Energetic Transformation

It’s no surprise that Djokovic doesn’t feel like getting stung. Djokovic eats plant-based and prefers to let injuries heal on their own, which caused him to struggle with an elbow injury for far too long years ago. He eventually went under the knife. To recover faster, he is regularly in a kind of futuristic egg that can simulate height.

He calms his mind by praying and meditating. Two years ago, he said he knew people who could convert polluted water into pure water through the power of energetic transformation, through prayer and gratitude.

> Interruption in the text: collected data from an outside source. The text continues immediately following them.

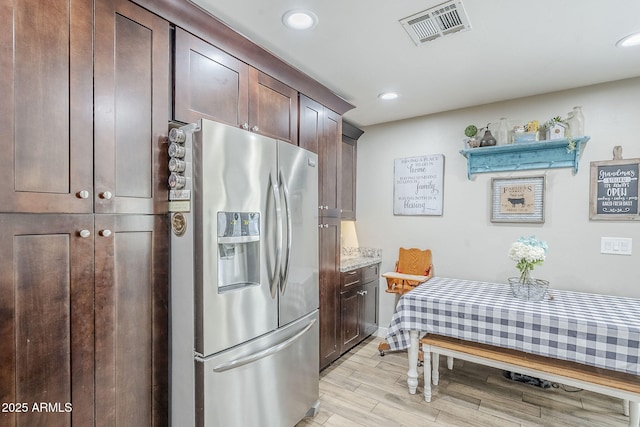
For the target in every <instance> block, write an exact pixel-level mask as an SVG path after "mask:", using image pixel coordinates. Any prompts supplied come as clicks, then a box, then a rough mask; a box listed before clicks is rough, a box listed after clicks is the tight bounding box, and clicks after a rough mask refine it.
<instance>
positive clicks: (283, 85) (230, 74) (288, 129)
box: [174, 28, 298, 144]
mask: <svg viewBox="0 0 640 427" xmlns="http://www.w3.org/2000/svg"><path fill="white" fill-rule="evenodd" d="M174 118H175V120H178V121H181V122H184V123H190V122H195V121H198V120H199V119H201V118H206V119H210V120H215V121H218V122H222V123H227V124H230V125H232V126H239V127H242V128H244V129H246V130H250V131H252V132H257V133H260V134H262V135H267V136H270V137H272V138H277V139H280V140H283V141H288V142H291V143H292V144H297V142H298V132H297V129H298V92H297V91H296V90H294V89H292V88H290V87H289V86H287V85H285V84H283V83H281V82H279V81H278V80H276V79H274V78H272V77H270V76H268V75H267V74H265V73H263V72H261V71H259V70H257V69H255V68H253V67H250V66H249V65H247V64H246V63H244V62H242V61H239V60H238V59H236V58H234V57H233V56H231V55H229V54H227V53H225V52H224V51H222V50H220V49H218V48H217V47H215V46H213V45H211V44H210V43H207V42H205V41H203V40H201V39H199V38H198V37H196V36H194V35H192V34H190V33H188V32H186V31H184V30H182V29H180V28H177V29H176V52H175V112H174Z"/></svg>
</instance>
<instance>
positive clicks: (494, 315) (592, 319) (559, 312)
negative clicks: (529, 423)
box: [387, 277, 640, 375]
mask: <svg viewBox="0 0 640 427" xmlns="http://www.w3.org/2000/svg"><path fill="white" fill-rule="evenodd" d="M552 293H553V297H554V299H553V300H545V301H536V302H529V301H522V300H519V299H516V298H514V297H513V296H512V294H511V289H510V287H509V285H507V284H498V283H486V282H475V281H469V280H459V279H447V278H442V277H434V278H433V279H431V280H429V281H428V282H426V283H424V284H422V285H420V286H418V287H417V288H416V289H414V290H412V291H411V292H409V293H407V294H404V295H403V296H402V297H401V298H400V300H399V301H398V305H397V307H396V312H395V314H394V315H393V318H392V319H391V324H390V326H389V330H388V335H387V342H388V343H389V347H390V348H391V349H392V350H401V349H404V348H407V347H409V331H410V330H417V331H419V332H420V334H421V335H423V334H424V333H433V334H438V335H445V336H450V337H454V338H459V339H463V340H468V341H475V342H479V343H484V344H489V345H494V346H499V347H507V348H512V349H515V350H520V351H525V352H527V353H534V354H539V355H542V356H547V357H553V358H556V359H564V360H569V361H573V362H579V363H582V364H586V365H592V366H596V367H600V368H605V369H612V370H616V371H621V372H628V373H631V374H635V375H640V364H639V363H638V362H639V358H640V350H639V343H640V299H634V298H624V297H616V296H609V295H599V294H587V293H580V292H570V291H562V290H556V289H554V290H552Z"/></svg>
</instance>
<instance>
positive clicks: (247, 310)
mask: <svg viewBox="0 0 640 427" xmlns="http://www.w3.org/2000/svg"><path fill="white" fill-rule="evenodd" d="M200 128H201V129H200V131H199V132H196V133H195V134H194V140H193V150H194V155H193V159H194V160H193V161H194V168H193V188H194V207H193V209H194V215H193V216H194V220H195V228H194V235H195V236H194V241H195V245H194V246H195V249H194V263H195V268H194V270H195V275H194V276H195V277H194V280H195V295H194V297H195V316H196V319H195V329H196V330H195V350H196V353H198V354H200V355H203V356H207V355H211V354H214V353H217V352H220V351H222V350H224V349H227V348H230V347H233V346H235V345H238V344H240V343H243V342H245V341H248V340H251V339H253V338H255V337H257V336H260V335H262V334H266V333H268V332H270V331H272V330H274V329H276V328H277V326H278V294H277V287H278V284H277V280H278V277H277V276H278V275H277V274H276V270H279V269H280V268H279V263H278V261H279V259H280V258H281V251H280V247H279V245H277V244H276V241H277V239H278V238H279V237H281V236H280V234H281V233H282V229H283V227H282V226H281V225H280V226H279V225H278V223H279V222H278V221H277V217H279V216H280V210H279V209H278V207H279V206H280V199H281V196H280V193H279V187H278V183H277V175H278V174H277V169H276V159H277V149H276V147H277V146H276V141H275V140H273V139H271V138H267V137H264V136H260V135H257V134H254V133H251V132H247V131H245V130H242V129H238V128H234V127H231V126H228V125H224V124H221V123H216V122H212V121H209V120H204V119H203V120H201V122H200Z"/></svg>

His special views led to storms of criticism, but Djokovic remains incredibly popular in his own country. The tennis player grew up in the poor Banjica neighborhood of Belgrade. The Kosovo war runs like a thread through his youth. In 1999, on his twelfth birthday, he heard NATO planes fly over the city. He slept with his family in a bomb shelter at night and tried to train during the day in places that had just been bombed, because it would be safe there again.

When Djokovic stormed the world top in tennis, the Serbs had something to be proud of again. At his hotel in Melbourne, his fans gave him a heart last week. They waved the national flag outside and danced to traditional music.

Uninvited guest

Outside the borders of his native country, Djokovic is often seen as the uninvited guest who came to disrupt Roger Federer and Rafael Nadal’s party. Despite his enormous palmares, the Serb always lost out in popularity to Federer and Nadal. The three tennis icons are currently all on 20 Grand Slam victories. If Djokovic doesn’t play in Melbourne, Nadal could go on to win 21 grand slams. Federer is out due to injury.

On track, Djokovic often felt, he says, that he was taking on the rest of the world on his own. When he beat Federer in the final of the US Open in 2015, he shouted to friend and actor Gerard Butler in his player box in the stands: ‘This is Sparta’, referring to the film of the same name in which Butler plays. Djokovic compared himself to the heroic king Leonidas of Sparta who faced the great Persian army at the battle of Thermopylae.

From his hotel in Melbourne, Djokovic at least feels less lonely than the Greek hero from the film. He heard the noises from his fans outside and saw the pictures on social media. He feels the love. “Thank you people all over the world for your continued support. I feel it and it is very much appreciated.’

3x Novak Djokovic

About his diet: ‘From a young age I had trouble breathing, especially in Australia in the heat. It was some kind of asthma. Now I don’t eat anything that costs my body a lot of energy to burn. I eat plant-based and avoid gluten and refined sugars.’

About corona vaccines: ‘Personally I am against vaccination. I don’t want anyone forcing me to take a vaccine. But if it becomes mandatory, I have to make a decision.’

On Federer fans in the stands after his Wimbledon title in 2019: ‘Sometimes you try to ignore it. That’s pretty hard. Sometimes I try to turn it around. Then when I hear ‘Roger, Roger, Roger’, I just think they’re yelling ‘Novak, Novak, Novak’.’